Um evento em 2011, com o presidente vascaíno da ocasião, Roberto Dinamite, aconteceu no local para celebrar o feito, inclusive.

O verdadeiro local foi conhecido e revelado tempos depois com a ajuda do historiador vascaíno Henrique Hubner, que já fez parte do Centro de Memória do clube. O nome do local foi escolhido em uma votação popular.

Quem foi Cândido José de Araújo?

Cândido José de Araújo, marcado, em um piquenique na Ilha do Engenho, em 1903, quando era tesoureiro do Vasco - Reprodução - Reprodução
Cândido José de Araújo, marcado, em um piquenique na Ilha do Engenho, em 1903, quando era tesoureiro do Vasco
Imagem: Reprodução

Candinho, como era conhecido entre os vascaínos, foi eleito em 7 de agosto de 1904, quando o futebol ainda não havia sido instituído no Vasco. Foi com ele que o clube conquistou seus dois primeiros títulos no remo, esporte tradicional da época. O bicampeonato foi fundamental para que o Cruz-Maltino aumentasse seu prestígio no cenário nacional.

Um ano antes de sua posse, foi o homem responsável por captar o maior número de sócios para o clube, feito que o fez receber como honraria uma medalha por sua contribuição ao Vasco.

Cândido José de Araújo, que era de uma família que ascendeu, se tornou o oitavo presidente do clube apenas 16 anos depois da abolição da escravatura, quando a sociedade carregava um extremo racismo.

Pequena África

O bairro da Gamboa, em que está a casa onde o Vasco nasceu, faz parte de uma localidade no Rio de Janeiro que ficou conhecida como Pequena África, que compreende ainda os bairros da Saúde, Santo Cristo e a zona portuária. Fica próxima ao Centro da cidade.

O nome de Pequena África foi dado pelo compositor Heitor dos Prazeres no começo do século 20 e já apareceu em algumas publicações, assim como músicas e enredos de Escola de Samba.

A região tem pontos como o Morro da Conceição, a Pedra do Sal, o Largo de São Francisco da Prainha, Cemitério dos Pretos Novos, o Jardim Suspenso do Valongo, e o Cais do Valongo, declarado Patrimônio da Humanidade em 2017, pelo Comitê do Patrimônio Mundial da Unesco (Organização das Nações Unidas para a Educação, a Ciência e a Cultura).

A localidade tem grande importância na história da cultura afro-brasileira. Inaugurado em 1811, o cais foi o principal ponto de desembarque de escravos africanos nas três Américas. Naquela área, que ainda não era urbanizada, eram feitos o trânsito e o comércio de escravos.

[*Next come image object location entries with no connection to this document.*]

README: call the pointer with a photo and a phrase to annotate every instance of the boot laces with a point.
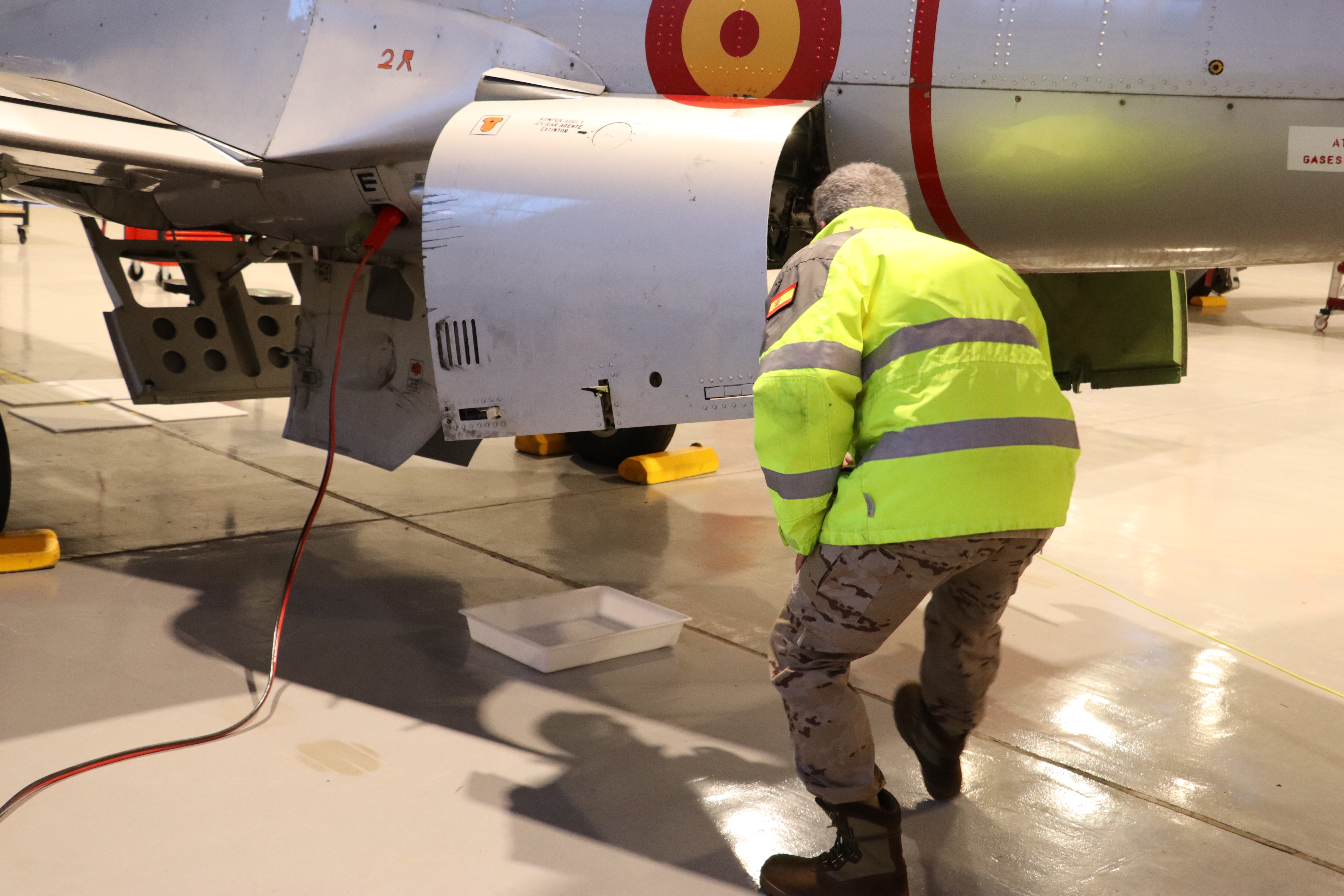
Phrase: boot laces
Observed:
(846, 848)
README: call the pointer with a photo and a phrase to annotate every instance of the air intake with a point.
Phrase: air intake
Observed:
(458, 345)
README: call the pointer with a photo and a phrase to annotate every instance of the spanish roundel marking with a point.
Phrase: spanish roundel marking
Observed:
(764, 49)
(779, 303)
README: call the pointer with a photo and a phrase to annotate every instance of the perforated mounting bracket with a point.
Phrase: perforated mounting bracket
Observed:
(225, 346)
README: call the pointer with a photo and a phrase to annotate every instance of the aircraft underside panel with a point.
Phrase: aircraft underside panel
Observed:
(599, 263)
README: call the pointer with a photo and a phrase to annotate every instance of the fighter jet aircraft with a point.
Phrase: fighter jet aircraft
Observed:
(596, 189)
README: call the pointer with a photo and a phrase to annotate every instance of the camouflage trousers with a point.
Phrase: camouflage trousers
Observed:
(847, 601)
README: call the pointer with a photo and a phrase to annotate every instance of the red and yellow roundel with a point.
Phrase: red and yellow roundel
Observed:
(779, 49)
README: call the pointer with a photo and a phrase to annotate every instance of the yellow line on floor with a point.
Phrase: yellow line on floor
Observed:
(15, 377)
(1183, 625)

Após a proibição do comércio de escravos no Brasil, escravos libertos passaram a trabalhar na região. Na virada do século 19 para o século 20, negros de diversas partes do país foram para a região em busca de trabalho e acolhimento.

Atualmente, há roteiros de visita pelos diversos pontos da Pequena África. Apesar da revitalização de alguns lugares, muitos locais importantes ainda sofrem com os recursos escassos.